Broad Ripple Village

For young professionals, nightlife is usually one of the biggest factors in choosing a neighborhood. In Indianapolis, you can’t find a better spot for nightlife than Broad Ripple Village. One of the best spots is the Broad Ripple Brewpub, which was Indiana’s first restaurant to brew its own beer. However, it’s not just bars and nightclubs that draw Hoosiers to Broad Ripple. The neighborhood is also home to a thriving art scene including annual festivals, the Indianapolis Art Center and other smaller galleries. Whether you’re looking for great nightlife or an eclectic art scene, Broad Ripple Village is the place to be!

 

Massachusetts Ave atreet view in Indianapolis

Massachusetts Ave

If you’re looking to be in the heart of it all, there’s no better choice than the Massachusetts Ave area. Known as “Mass Ave” and located in downtown Indy, this cultural district is known for its theater and exciting dining scene. The Old National Centre, formerly known as the Murat Centre, was built in 1909 and is one of the most famous landmarks in Indianapolis. Over 300 shows, concerts, and private events take place at this location each year. After catching a show,  head over to The Ball & Biscuit for craft cocktails and small plates meant to share. If you want the convenience of being downtown while keeping an artsy vibe, Mass Ave may fit the bill.

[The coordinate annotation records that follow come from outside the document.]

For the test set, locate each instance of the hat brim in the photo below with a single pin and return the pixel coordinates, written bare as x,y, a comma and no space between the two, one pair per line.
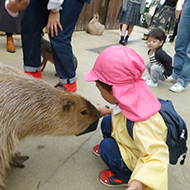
136,101
90,76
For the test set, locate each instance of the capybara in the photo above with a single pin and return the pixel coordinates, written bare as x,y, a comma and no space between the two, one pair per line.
31,107
47,55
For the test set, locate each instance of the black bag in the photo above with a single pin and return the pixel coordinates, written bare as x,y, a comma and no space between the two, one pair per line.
177,131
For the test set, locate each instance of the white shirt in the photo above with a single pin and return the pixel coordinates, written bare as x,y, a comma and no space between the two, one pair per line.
54,5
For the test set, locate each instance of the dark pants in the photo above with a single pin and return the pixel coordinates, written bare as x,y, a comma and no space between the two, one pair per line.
34,20
109,152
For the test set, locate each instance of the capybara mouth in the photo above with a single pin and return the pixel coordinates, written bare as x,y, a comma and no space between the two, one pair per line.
90,128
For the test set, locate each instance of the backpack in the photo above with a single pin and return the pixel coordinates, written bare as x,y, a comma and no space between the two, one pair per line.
177,131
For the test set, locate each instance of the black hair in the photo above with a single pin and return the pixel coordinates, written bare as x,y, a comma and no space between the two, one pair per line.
158,34
105,86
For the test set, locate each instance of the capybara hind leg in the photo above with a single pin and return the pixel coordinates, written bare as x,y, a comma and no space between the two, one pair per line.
18,160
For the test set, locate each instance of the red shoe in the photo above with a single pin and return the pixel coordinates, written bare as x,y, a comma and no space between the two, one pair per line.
37,74
68,87
108,178
95,150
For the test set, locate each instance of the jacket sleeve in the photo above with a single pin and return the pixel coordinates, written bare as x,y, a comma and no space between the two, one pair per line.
55,5
152,165
165,60
13,14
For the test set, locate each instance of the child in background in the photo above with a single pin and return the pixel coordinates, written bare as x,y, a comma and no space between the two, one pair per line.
141,162
160,64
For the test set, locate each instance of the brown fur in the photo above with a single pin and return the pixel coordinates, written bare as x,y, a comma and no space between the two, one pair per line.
47,55
29,107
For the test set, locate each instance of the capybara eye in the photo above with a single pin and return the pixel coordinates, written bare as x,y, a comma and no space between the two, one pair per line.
84,112
67,105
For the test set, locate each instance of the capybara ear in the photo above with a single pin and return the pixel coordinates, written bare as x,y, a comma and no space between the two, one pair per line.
67,105
84,112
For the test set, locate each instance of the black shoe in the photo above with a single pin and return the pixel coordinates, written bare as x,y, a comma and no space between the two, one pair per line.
171,40
123,42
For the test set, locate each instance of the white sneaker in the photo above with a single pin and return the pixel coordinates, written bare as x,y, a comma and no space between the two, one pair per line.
177,88
147,77
170,79
151,83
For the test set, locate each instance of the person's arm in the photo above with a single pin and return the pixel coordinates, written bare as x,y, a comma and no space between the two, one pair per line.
54,17
14,6
152,165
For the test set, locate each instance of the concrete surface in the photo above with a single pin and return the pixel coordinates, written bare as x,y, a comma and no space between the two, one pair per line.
58,163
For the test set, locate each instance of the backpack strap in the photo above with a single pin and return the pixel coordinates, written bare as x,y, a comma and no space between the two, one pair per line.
130,125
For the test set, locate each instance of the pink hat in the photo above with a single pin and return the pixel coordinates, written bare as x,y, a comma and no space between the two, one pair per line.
122,68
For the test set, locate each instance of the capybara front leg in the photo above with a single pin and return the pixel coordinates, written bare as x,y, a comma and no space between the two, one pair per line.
18,160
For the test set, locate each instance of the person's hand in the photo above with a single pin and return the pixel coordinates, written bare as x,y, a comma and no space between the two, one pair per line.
104,111
17,5
136,185
53,23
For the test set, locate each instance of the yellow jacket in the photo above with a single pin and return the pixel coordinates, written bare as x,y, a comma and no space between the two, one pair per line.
146,155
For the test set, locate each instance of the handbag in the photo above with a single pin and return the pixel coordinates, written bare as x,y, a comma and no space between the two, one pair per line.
152,10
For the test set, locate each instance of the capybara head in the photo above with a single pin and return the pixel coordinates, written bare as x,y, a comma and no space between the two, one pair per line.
32,107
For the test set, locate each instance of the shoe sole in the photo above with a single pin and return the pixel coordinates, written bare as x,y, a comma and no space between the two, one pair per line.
95,153
177,91
119,185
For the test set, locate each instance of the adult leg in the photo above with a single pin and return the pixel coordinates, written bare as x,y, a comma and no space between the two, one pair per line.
34,20
181,59
61,44
10,43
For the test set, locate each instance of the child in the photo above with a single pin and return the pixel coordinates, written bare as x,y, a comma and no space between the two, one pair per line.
160,64
141,162
129,15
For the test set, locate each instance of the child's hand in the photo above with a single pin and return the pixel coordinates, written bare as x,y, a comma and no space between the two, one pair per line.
136,185
53,23
104,111
17,5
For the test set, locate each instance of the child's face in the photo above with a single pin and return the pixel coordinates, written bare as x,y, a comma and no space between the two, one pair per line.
153,43
108,96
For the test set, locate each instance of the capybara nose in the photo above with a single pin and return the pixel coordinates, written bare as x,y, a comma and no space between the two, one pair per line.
90,128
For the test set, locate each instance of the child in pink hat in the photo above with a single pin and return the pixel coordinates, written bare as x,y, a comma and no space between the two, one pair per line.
138,163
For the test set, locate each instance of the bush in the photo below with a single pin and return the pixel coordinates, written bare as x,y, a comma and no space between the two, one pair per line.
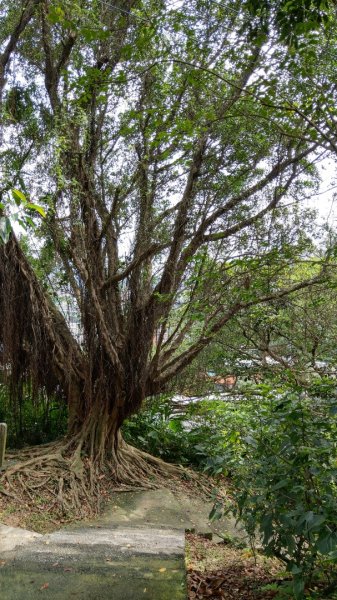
286,480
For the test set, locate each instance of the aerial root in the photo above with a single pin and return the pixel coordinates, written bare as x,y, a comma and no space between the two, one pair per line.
62,480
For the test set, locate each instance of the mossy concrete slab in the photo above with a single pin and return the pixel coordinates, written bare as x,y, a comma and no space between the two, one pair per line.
132,552
13,537
156,578
158,508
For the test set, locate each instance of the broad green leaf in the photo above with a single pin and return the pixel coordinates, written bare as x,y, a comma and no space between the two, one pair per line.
37,208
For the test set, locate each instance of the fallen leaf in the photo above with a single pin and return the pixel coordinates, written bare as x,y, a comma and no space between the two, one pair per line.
45,586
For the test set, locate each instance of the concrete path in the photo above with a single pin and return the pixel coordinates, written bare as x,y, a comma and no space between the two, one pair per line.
135,550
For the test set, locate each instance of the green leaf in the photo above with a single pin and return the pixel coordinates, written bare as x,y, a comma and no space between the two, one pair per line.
5,229
19,196
37,208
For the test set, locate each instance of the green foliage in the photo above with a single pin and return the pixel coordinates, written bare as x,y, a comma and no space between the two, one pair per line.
278,446
32,418
286,479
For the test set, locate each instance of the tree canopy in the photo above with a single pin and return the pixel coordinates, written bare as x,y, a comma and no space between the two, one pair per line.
169,149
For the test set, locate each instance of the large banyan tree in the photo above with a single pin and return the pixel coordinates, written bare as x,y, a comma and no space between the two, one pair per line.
165,142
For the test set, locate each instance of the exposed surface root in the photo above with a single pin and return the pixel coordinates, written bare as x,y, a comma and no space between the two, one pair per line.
61,483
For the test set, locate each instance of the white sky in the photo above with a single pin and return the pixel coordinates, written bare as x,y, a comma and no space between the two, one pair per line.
325,202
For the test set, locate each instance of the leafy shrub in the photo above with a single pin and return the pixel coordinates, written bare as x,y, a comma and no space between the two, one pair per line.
286,480
32,419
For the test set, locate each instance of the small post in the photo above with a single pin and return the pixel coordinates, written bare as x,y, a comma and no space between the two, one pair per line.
3,438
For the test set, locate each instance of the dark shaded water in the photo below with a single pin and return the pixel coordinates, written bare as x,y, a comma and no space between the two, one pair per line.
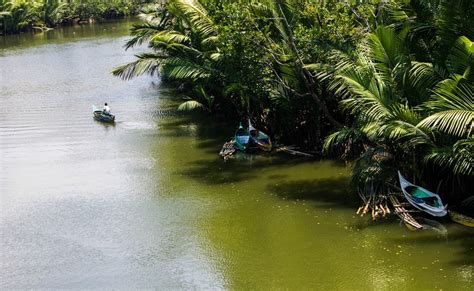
148,203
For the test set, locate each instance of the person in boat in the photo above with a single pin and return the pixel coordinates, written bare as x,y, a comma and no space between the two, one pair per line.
255,133
106,109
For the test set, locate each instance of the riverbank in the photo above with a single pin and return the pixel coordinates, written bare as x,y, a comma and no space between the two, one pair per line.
348,80
42,15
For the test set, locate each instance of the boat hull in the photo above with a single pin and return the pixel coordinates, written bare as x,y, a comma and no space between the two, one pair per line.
102,117
434,211
461,218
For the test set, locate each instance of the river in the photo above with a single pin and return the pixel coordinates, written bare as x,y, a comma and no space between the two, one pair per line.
148,203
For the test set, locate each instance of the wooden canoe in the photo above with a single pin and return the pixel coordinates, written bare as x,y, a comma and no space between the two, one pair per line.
422,198
461,218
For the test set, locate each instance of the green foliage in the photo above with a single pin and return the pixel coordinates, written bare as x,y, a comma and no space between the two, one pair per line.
389,83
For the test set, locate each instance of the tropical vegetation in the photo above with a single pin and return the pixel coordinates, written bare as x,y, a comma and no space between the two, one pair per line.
384,85
21,15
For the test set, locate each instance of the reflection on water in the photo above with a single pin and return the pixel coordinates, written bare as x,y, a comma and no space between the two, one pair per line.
147,203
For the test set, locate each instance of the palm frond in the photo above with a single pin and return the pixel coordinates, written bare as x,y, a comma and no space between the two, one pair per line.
146,63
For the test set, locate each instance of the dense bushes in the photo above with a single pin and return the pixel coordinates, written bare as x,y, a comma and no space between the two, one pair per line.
21,15
385,85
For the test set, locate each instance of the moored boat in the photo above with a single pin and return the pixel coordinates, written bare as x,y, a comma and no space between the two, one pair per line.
260,139
422,198
100,115
242,137
461,218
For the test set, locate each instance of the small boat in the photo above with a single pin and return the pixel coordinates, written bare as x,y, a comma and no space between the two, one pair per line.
260,139
461,218
100,115
421,198
248,139
242,137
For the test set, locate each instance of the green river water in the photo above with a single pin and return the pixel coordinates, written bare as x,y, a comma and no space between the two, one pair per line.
148,203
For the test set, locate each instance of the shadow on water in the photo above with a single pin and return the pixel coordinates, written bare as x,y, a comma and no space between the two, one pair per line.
335,192
465,239
216,171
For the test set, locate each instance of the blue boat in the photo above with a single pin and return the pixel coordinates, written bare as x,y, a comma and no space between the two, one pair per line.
421,198
102,116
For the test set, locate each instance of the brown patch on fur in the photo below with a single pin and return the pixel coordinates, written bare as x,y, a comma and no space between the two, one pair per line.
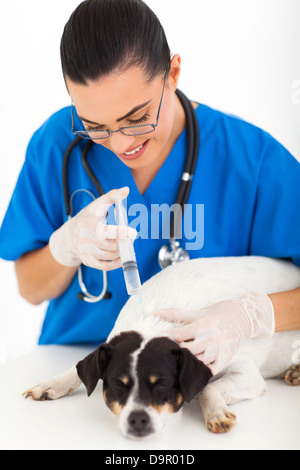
293,376
125,380
165,408
153,379
116,408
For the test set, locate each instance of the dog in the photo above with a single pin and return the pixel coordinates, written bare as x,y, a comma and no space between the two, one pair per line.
147,377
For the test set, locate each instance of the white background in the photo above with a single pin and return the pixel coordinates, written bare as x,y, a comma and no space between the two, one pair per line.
239,56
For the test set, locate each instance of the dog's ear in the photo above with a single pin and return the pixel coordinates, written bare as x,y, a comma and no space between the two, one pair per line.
91,369
193,374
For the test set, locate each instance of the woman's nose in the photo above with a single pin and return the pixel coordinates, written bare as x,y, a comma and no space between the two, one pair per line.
120,143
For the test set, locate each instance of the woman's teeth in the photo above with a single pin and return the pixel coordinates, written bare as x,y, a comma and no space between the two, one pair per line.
134,151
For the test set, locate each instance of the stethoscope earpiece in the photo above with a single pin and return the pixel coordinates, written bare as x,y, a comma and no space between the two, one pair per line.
172,254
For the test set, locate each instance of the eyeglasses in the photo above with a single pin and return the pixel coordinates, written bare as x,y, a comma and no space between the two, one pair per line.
130,131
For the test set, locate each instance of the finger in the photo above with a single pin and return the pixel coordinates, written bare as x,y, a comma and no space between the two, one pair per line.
114,232
171,315
194,347
101,265
183,334
102,204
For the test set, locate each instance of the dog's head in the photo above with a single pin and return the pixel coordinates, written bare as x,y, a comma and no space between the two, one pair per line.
144,381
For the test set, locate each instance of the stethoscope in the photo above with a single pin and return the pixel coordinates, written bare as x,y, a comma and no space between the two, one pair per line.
171,253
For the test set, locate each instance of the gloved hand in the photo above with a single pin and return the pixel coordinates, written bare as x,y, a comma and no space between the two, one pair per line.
87,239
216,333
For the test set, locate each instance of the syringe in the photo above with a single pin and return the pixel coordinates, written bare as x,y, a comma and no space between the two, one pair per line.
129,264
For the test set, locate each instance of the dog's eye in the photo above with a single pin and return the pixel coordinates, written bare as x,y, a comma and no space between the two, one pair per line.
122,382
160,384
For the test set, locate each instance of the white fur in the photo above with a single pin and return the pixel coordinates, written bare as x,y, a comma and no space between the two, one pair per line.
196,284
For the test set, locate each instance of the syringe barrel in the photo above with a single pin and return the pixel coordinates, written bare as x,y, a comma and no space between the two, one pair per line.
132,277
129,264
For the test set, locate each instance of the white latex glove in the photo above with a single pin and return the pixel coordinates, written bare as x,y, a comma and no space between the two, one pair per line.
87,239
222,328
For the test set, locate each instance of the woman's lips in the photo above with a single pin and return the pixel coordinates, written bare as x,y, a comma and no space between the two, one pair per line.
137,153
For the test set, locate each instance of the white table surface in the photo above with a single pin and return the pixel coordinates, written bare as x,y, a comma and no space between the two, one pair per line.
81,423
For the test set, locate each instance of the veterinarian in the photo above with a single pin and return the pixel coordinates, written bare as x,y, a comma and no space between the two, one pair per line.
119,73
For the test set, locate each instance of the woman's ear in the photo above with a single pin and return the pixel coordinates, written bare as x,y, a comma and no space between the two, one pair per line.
174,74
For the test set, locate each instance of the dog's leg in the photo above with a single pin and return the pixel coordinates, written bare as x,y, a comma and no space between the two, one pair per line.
241,381
57,387
293,376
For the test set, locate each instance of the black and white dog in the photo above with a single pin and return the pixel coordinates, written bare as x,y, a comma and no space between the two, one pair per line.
147,377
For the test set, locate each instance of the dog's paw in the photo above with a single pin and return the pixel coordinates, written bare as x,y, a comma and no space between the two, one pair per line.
221,421
49,390
293,376
55,388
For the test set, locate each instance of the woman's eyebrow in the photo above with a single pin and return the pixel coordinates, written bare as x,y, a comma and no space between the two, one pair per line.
133,111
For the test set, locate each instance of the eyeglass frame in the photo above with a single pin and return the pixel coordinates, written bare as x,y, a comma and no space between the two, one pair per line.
154,126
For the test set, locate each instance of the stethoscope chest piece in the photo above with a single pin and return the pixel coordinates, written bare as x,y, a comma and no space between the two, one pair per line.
172,254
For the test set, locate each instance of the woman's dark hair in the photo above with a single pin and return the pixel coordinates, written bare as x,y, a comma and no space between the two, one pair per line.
104,35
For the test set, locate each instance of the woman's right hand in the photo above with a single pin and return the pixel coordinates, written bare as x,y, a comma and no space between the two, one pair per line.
87,239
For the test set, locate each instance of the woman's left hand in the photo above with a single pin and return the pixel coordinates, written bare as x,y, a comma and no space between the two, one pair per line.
216,333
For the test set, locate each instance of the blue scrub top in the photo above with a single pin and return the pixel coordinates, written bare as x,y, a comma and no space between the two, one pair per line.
248,183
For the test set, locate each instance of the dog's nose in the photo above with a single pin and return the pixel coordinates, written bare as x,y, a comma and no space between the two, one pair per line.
139,422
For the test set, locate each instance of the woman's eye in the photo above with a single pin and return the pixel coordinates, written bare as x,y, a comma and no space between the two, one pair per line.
91,129
139,121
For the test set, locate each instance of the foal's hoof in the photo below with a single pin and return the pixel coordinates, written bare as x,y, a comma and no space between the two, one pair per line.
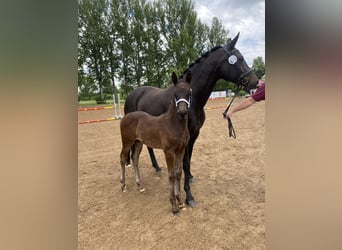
159,173
191,203
176,213
182,206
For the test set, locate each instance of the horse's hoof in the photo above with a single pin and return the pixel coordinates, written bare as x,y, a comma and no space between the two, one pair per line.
182,206
176,213
191,203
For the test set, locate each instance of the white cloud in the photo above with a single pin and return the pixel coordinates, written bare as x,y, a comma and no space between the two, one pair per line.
244,16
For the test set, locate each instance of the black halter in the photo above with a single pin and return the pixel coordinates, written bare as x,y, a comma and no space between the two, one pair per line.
232,59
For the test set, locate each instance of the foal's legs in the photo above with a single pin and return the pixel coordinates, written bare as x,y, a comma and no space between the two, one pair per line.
190,200
170,160
154,160
135,157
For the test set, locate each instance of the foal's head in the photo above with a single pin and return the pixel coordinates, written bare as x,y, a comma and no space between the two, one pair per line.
182,94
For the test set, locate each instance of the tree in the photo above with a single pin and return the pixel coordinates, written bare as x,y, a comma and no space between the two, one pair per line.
92,40
259,67
217,34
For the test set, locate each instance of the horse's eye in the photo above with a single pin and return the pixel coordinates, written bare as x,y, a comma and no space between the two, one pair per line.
244,81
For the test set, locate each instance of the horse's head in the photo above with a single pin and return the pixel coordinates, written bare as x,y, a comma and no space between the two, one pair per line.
235,68
182,94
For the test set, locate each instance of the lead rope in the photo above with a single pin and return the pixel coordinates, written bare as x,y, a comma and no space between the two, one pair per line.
230,124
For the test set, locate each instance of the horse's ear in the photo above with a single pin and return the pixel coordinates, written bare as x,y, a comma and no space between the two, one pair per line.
174,78
231,43
188,76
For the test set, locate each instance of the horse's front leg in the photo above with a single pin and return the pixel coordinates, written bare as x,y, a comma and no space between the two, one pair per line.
170,160
136,153
178,166
123,161
154,161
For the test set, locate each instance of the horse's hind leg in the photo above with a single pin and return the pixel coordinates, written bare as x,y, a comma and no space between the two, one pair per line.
123,160
154,161
170,160
135,157
178,168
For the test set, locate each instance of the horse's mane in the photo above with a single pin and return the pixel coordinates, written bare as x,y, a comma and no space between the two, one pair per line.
199,59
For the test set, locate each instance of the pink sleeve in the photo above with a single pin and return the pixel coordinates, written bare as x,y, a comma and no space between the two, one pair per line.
259,94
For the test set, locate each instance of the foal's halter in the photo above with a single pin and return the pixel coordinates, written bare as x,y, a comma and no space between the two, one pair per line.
183,100
188,102
232,59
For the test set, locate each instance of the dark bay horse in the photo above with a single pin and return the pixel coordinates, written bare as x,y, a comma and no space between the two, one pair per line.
168,131
222,62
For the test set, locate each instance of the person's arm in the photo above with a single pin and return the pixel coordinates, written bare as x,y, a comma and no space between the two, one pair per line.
242,105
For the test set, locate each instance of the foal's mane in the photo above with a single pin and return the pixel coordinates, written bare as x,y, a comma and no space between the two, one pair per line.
199,59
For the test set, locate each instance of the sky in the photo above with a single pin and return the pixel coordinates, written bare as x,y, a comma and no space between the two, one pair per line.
244,16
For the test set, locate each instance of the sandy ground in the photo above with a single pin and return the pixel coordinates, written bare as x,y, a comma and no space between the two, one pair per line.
229,188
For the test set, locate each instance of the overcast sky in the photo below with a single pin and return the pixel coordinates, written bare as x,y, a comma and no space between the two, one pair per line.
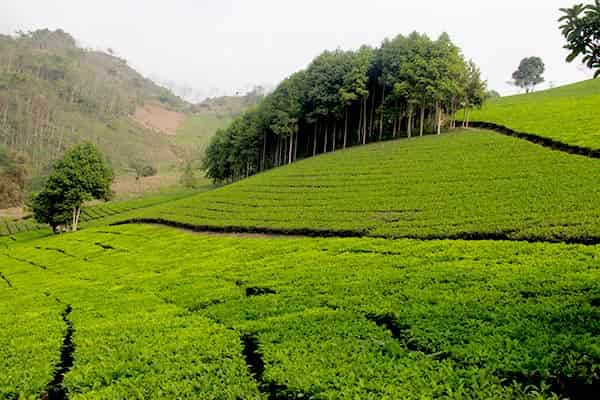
223,46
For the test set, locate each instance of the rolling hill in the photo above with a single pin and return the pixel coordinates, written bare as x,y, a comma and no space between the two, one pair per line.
54,94
469,184
144,311
567,114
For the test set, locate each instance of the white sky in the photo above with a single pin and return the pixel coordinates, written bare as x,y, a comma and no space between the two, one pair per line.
222,46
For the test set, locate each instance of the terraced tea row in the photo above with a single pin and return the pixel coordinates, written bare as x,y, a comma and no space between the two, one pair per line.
568,114
461,185
93,215
156,312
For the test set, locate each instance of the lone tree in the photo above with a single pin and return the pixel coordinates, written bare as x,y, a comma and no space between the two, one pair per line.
81,175
529,73
581,27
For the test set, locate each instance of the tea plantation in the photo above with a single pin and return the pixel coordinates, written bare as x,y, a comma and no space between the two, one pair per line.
470,184
430,287
568,114
153,312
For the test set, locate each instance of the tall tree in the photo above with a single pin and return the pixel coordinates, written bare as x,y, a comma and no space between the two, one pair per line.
529,74
81,175
581,28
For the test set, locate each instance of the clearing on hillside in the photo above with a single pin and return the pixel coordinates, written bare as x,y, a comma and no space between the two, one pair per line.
146,312
469,184
568,114
158,119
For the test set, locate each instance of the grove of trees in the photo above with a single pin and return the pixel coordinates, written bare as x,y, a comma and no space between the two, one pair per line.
409,86
581,27
83,174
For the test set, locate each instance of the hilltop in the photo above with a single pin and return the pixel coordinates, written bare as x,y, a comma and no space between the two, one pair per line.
54,94
567,114
466,184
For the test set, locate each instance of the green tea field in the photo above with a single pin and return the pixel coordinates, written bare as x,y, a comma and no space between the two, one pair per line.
567,114
469,184
152,312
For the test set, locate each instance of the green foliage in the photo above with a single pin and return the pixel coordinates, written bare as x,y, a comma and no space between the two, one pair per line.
94,215
581,28
160,313
54,95
343,98
466,184
529,74
567,114
81,175
143,170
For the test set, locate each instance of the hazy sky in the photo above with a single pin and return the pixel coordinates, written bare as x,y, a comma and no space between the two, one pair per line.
228,45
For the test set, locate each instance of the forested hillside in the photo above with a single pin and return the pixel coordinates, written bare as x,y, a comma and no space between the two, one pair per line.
54,94
409,86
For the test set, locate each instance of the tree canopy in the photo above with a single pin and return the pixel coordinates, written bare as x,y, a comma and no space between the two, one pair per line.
530,73
81,175
581,27
343,98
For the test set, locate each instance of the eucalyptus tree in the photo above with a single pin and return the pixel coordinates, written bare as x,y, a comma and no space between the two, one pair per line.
355,89
475,92
529,74
581,28
330,99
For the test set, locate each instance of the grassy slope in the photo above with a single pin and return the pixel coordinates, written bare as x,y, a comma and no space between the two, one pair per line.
161,311
98,214
474,183
568,114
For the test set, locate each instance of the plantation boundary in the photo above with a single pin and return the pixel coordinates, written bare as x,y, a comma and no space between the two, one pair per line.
537,139
252,231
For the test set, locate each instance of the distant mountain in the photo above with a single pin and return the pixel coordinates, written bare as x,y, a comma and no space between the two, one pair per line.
54,94
230,106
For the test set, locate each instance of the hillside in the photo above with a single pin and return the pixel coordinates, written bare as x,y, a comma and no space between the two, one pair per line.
262,316
470,184
54,94
567,114
147,312
230,106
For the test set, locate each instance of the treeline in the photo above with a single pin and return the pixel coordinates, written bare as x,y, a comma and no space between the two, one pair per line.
409,86
50,88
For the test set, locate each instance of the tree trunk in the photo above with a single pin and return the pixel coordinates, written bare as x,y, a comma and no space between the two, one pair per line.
395,125
73,227
359,128
382,110
295,145
334,136
438,117
371,123
365,123
345,127
291,148
77,215
262,159
315,139
422,121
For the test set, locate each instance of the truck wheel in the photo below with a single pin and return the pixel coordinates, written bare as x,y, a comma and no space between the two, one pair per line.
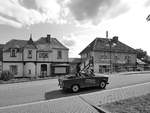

Fountain Square view in Indianapolis

Fountain Square

Just south of downtown lies Fountain Square. While Indianapolis has six cultural and arts districts, perhaps no neighborhood better suits those with an artistic flair than Fountain Square. With artists from every corner of the world converging in this neighborhood, you can be sure to find local restaurants serving everything from Greek and Peruvian to English and Asian cuisine. After a great meal, the best way to top off a Fountain Square night is a round of Duckpin Bowling. Fountain Square is the only place in the Midwest where you can find this unique form of bowling. If that’s not insta-worthy, what is? Don’t forget to take in the live music of Fountain Square. Every 3rd Friday between May and September live music shows are held on the plaza. With this variety and style, Fountain Square may just be Indiana’s own Williamsburg.

 

Old Northside in Indianapolis

Old Northside

Contrary to popular belief, not all millennials prefer apartments. If you can afford it, the historic homes and tree-lined streets of residential Old Northside may be the perfect place to stretch your legs. In the 19th century, this neighborhood was home to the elite of Indianapolis society. Most famously, 23rd President Benjamin Harrison lived in the neighborhood and his home is now a National Historic Landmark. While the neighborhood fell on hard times in the 20th Century, it’s up and coming with a recent gain in popularity. Despite its antiquated homes, the Old Northside is a progressive neighborhood. The neighborhood is LGBTQ friendly and home to Indy’s first gay bar, Greg’s Place. If you’re looking for more space, a touch of history, and enjoy progressive culture, there’s no place better than Old Northside.

 

Architectual house in Meridian Kessler, Indianapolis

Meridian-Kessler

Often, trendy neighborhoods face criticism for becoming gentrified. Critics believe these areas should maintain cultural and socioeconomic diversity. Meridian-Kessler is one neighborhood that is authentically diverse in a number of ways. Mansions and multi-family apartment buildings share turf here. While some streets offer a more suburban feel, others contain trendy shops and chic eateries. One of the best restaurants in the neighborhood is Open Society Public House which features an eclectic South American menu along with a 300 bottle wine list.  For sports fans, the neighborhood is conveniently located next to Butler University and the famous Hinkle Fieldhouse. With a median age of 32, and plenty of places to live, work, and play, Meridan-Kessler is a perfect fit for millennials.

Indianapolis may be flying under the millennial radar for now, but the 12th largest city in the United States has plenty to offer. Multiple neighborhoods feature a bevy of dining and entertainment options for every taste. Bonus points go to the city for a lower cost of living than the likes of New York or San Francisco. You may not have thought about it before, but there’s no time better than now for Millennials to move to Indianapolis!